3 undergraduates from the Stanford SONA pool with normal or corrected-to-normal vision and hearing.

Differences from pre-data collection methods plan

We will display our stimuli on noisy backgrounds to make the task more difficult, as well as use smaller stimulus sizes to fit our screen.

##Results

Data preparation

Data preparation following the analysis plan.

See ‘alaisReplicationAnalysis.m’ for analysis. I did the analysis in Matlab.

Confirmatory analysis

The analyses as specified in the analysis plan.
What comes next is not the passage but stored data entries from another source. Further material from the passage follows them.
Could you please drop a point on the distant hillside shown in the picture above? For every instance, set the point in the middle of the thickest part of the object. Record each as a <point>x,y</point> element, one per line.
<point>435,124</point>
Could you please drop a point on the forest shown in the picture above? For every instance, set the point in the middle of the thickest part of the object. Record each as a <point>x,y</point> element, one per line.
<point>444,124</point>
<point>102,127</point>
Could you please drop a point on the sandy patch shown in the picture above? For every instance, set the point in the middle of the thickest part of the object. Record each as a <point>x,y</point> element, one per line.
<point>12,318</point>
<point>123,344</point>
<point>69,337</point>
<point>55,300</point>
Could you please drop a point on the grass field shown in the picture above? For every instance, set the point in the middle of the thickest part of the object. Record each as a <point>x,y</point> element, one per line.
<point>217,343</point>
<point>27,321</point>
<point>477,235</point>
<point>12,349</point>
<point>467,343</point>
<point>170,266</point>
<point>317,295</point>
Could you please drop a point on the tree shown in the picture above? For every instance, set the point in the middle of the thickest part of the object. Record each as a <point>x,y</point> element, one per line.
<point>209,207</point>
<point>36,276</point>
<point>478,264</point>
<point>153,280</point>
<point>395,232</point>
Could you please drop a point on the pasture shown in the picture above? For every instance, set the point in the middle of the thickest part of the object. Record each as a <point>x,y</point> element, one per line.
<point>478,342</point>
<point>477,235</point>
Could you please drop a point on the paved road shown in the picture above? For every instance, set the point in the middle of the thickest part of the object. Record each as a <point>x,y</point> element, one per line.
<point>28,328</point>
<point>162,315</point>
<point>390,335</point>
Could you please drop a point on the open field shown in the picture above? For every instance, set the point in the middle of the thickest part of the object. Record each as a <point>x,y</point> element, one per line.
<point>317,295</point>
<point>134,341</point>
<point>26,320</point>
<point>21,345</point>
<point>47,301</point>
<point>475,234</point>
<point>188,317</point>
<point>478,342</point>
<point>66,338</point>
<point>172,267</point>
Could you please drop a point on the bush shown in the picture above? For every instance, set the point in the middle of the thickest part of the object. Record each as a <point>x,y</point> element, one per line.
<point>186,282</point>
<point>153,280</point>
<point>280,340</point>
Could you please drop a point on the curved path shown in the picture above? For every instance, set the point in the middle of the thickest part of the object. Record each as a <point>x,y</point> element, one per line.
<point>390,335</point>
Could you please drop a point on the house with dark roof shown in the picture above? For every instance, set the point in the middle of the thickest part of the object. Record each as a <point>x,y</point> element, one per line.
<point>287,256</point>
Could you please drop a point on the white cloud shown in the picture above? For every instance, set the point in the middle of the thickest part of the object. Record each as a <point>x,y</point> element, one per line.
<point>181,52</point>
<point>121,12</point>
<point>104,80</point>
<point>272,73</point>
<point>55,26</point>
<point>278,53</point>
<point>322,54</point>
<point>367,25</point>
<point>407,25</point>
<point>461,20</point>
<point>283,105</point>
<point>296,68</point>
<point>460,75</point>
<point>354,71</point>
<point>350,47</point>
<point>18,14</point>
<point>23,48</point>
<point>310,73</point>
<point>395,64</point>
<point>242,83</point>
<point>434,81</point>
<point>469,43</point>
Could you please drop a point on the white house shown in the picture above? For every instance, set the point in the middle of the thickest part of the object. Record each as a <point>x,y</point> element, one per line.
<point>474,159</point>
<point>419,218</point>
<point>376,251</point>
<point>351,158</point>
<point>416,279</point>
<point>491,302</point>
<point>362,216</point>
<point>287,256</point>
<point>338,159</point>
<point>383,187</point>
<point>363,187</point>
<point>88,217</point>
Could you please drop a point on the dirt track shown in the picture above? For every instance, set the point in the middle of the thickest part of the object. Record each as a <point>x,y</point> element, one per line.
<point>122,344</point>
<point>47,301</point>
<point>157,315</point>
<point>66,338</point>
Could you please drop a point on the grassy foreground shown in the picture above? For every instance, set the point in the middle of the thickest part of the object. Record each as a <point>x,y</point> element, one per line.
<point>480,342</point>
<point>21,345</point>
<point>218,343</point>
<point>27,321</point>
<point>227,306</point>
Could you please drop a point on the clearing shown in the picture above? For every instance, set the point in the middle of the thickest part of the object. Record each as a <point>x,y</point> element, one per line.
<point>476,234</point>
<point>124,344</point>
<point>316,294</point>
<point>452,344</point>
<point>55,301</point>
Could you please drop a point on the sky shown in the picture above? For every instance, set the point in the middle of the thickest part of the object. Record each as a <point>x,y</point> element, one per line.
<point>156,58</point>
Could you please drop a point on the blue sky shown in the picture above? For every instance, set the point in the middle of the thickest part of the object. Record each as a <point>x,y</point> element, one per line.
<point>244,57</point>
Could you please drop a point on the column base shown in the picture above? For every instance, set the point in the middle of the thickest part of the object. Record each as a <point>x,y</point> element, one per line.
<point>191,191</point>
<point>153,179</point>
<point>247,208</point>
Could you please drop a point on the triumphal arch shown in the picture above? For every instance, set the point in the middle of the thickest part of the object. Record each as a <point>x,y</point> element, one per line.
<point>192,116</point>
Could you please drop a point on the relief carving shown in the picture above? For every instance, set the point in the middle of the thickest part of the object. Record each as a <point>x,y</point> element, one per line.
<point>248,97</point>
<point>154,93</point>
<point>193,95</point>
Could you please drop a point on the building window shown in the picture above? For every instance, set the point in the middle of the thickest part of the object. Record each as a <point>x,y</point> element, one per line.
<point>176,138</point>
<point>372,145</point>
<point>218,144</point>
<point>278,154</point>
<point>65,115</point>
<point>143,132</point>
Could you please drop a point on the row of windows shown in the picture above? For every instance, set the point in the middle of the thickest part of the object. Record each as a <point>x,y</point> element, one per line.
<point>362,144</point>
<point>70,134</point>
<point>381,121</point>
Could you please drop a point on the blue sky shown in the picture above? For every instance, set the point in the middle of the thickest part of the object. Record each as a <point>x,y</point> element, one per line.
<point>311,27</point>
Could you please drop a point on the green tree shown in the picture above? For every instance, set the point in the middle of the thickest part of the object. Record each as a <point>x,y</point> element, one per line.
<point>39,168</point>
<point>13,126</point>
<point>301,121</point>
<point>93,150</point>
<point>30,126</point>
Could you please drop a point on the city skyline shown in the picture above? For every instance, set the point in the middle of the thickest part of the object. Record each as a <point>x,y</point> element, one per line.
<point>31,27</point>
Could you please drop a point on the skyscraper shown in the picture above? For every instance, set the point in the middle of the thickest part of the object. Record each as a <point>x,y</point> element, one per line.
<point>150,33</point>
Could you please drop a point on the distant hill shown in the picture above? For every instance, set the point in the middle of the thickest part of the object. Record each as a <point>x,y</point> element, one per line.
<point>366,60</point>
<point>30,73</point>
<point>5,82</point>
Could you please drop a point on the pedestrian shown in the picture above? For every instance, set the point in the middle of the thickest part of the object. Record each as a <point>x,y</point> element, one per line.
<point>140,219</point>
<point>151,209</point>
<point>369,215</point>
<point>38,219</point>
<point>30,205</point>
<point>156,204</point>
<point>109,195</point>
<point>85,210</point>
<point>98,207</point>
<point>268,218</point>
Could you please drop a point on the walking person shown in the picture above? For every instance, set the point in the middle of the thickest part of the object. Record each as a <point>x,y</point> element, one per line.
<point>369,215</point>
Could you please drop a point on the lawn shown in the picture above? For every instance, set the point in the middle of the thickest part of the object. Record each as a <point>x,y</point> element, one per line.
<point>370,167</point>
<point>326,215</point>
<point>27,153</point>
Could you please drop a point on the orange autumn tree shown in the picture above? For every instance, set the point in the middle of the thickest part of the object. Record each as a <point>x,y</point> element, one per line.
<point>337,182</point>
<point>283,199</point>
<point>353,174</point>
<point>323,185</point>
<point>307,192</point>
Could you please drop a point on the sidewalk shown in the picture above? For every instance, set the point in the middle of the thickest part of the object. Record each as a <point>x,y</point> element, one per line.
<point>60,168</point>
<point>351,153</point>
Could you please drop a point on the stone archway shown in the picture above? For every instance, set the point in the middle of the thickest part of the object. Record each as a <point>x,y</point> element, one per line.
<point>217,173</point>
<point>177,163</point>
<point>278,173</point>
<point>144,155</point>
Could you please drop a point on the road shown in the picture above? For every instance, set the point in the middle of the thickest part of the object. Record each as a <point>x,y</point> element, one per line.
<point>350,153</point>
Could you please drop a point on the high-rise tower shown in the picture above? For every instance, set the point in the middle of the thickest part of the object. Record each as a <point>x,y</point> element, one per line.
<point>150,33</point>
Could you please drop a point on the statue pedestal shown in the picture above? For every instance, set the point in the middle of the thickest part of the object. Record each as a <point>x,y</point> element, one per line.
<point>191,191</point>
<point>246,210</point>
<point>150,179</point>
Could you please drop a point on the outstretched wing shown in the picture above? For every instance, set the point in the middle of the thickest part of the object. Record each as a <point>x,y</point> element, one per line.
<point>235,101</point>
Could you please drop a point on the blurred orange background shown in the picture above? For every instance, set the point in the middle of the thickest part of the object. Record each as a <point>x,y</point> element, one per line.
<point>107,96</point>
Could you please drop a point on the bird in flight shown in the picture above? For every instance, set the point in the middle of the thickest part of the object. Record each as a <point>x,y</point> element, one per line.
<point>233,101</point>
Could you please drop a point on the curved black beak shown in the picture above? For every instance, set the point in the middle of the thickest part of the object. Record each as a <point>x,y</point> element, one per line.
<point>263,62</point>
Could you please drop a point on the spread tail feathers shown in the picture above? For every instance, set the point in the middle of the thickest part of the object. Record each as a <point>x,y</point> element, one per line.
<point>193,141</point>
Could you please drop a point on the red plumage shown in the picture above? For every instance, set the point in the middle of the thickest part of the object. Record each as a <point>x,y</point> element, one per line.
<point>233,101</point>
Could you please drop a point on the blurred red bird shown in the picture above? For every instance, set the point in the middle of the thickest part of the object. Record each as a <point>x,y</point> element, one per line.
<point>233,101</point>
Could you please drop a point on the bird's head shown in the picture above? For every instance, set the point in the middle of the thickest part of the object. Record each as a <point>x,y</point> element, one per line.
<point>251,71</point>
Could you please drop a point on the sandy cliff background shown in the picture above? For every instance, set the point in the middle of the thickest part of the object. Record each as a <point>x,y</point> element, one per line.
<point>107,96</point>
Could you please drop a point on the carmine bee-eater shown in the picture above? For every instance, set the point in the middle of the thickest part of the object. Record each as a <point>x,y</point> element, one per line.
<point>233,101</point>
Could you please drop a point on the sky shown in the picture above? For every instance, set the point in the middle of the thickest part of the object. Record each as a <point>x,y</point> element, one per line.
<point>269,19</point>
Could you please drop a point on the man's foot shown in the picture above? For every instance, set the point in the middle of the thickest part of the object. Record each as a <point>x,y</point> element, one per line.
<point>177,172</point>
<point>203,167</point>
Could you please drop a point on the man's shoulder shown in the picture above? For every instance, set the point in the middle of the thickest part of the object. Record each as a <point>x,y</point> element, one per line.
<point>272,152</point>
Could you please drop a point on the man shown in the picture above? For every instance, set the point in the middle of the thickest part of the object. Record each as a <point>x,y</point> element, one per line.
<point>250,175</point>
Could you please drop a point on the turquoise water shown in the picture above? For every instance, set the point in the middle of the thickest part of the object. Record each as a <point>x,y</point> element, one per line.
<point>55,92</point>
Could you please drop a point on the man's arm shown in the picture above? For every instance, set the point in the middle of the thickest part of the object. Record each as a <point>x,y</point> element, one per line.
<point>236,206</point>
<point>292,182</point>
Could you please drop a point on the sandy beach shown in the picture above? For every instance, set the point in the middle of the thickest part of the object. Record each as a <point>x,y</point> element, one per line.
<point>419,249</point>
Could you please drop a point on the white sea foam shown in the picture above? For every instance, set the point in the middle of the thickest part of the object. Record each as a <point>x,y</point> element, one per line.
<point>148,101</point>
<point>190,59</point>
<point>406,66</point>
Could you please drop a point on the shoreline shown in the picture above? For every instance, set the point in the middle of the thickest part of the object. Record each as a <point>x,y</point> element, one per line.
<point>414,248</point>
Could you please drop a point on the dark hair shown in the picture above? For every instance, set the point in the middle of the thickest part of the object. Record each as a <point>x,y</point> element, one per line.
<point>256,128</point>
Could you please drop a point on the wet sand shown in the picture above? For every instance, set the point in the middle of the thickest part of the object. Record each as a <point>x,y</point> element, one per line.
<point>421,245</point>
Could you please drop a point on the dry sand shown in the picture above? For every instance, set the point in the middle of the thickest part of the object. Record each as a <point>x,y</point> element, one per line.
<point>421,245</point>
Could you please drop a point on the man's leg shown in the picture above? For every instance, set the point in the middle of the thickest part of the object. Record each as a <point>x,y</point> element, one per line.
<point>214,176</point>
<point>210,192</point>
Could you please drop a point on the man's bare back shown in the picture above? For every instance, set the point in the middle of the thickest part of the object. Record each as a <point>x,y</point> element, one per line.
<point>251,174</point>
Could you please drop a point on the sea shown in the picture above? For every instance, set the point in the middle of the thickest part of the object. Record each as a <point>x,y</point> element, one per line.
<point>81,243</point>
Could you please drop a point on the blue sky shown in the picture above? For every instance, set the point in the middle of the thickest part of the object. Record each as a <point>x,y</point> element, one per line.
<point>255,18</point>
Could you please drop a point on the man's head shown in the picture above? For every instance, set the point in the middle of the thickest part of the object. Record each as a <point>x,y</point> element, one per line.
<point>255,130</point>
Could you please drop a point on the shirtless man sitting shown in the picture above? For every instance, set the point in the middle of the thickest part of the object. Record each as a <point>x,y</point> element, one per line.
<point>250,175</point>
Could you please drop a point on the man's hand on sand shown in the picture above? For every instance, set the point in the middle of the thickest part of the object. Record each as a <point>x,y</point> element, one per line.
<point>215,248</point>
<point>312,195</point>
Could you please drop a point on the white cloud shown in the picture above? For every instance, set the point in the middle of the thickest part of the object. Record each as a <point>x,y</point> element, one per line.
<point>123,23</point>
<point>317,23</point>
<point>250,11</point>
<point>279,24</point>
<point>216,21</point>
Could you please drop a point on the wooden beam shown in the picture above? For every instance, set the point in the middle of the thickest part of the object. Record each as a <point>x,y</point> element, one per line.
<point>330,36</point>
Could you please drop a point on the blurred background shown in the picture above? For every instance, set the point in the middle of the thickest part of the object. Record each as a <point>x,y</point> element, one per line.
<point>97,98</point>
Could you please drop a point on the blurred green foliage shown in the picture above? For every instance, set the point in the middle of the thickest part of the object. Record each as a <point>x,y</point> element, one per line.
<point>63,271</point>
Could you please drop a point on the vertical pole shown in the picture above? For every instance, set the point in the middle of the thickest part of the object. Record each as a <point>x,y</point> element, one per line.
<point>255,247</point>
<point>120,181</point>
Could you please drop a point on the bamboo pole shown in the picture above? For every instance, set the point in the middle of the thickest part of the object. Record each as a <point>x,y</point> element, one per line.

Original Analyses. My data.

###Exploratory analyses

I implemented a Model-Based comparison vs. alternative models. Blue and Green points are individual subjects, and the bar graph is the average. Values are difference in AIC scores vs a null model with permuted stimulus labels. The original model does not perform as well as other candidate models, a difference we would not have seen in the original analysis. I excluded 1 subject who was aware of the purpose of the study and who’s performance may have been affected in the discrepant condition (included in the original analysis, where we did not analyze this specific condition).

Model Comparison.

Discussion

Summary of Replication Attempt

The original study found that none of the localization error predictions in any subject deviated significantly from the optimal integration model predictions (P>.2 for all 6 subjects). I had a different result; all of the subjects I ran had P values under .2. One subject was clearly significantly different from the model prediction (P>.01), one was debatable (P=.05), and one was not technically different at typical significance (P = .18). I would consider this a partial replication.

Commentary

Generally, I don’t think this is the appropriate way to compare behavioral models. Looking for statistical significance between likelihood parameters is a poor way to arbitrate between different accounts of behavior. A more appropriate path forward is with model comparison: comparing the likelihood that different models produced the data. I did some exploration with that, and was pretty easily able to find better-fit models than the original one that was proposed in the paper. The original analyses would not have been able to arbitrate between the models in the same way. I hesitate to comment on the “replicability” of this project, because I think the initial analyses is simply the wrong thing to do.